Here is a link to my 68th Quartz column, "Economics is unemotional—and that's why it could help bridge America's partisan divide." Note: You can see all of my previous Quartz columns listed in order of popularity here.
In order to keep things tight, my editor for this column, Sarah Todd, suggested cutting two passages that might interest you: my original introduction, which defines the concept of "politicism," and a passage about the politics of financial stability. I reproduce them below from my early draft of this column:
Original Intro Defining 'Politicism':
Among friends considering where to live, I hear a concern these days I don’t remember hearing when I was younger: “I could never live there because people are too conservative there politically.” A series of social psychology studies by Jarret Crawford, Mark Brandt, Yoel Inbar, John Chambers and Matt Motyl back up the idea that this kind of distaste for those with different political beliefs is common. They have two main findings, based on detailed surveys of 4912 people. First, liberals look down on conservatives just as much as conservatives look down on liberals. Second people look down on others more for discordant beliefs on social issues than they do for discordant beliefs on economic issues.
It is handy having a word for “looking down on a group of people because of their politics.” The word “politicism” seems available. The online Oxford Dictionary defines it as “A concern with or emphasis on the political,” which is close enough for me. The online Urban Dictionary defines it as “voting in a politic election simply based on religion, sex, or ethnicity.” In my definition I am turning that around: politics itself has become a quasi-ethnicity that many people have intense prejudices about. Using my definition of “politicism,” one can say liberals as well as conservatives show a great deal of politicism, and politicism is stronger for social issues than for economic issues.

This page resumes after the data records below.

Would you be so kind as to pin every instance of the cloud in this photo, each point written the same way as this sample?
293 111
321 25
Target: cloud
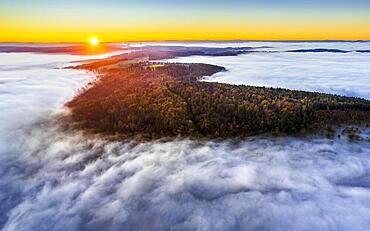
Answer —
336 73
63 181
55 179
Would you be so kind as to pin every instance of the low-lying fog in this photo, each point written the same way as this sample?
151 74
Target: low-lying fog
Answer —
51 179
331 72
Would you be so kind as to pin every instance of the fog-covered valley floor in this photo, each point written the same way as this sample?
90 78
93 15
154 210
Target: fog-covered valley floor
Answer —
53 179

Original Passage on the Politics of Financial Stability
For a political strategy in which rhetoric focuses on social issues and easy-to-understand economic issues, there is a role for hard-to-understand aspects of economic policy. Hard-to-understand aspects of economic policy are perfect for pleasing sophisticated special interests who understand—while others don’t—that some opaque bit of economic policy will enrich them at the expense of everyone else. A prime example is the hope of banks and other financial firms to get themselves in line for more bailouts in the future by gutting requirements that stockholders put up enough money for banks that stockholders take the hit in a crisis rather than taxpayers. Regular voters know they don’t like bailouts, but their eyes glaze over at discussions of the capital requirements needed to avoid bailouts. Even Elizabeth Warren, who is better at making this kind of thing interesting to the average voter than anyone else, often has to quickly shift the subject to the easier-to-understand issue of people being ripped off by deceptive consumer finance in order to keep her listeners awake.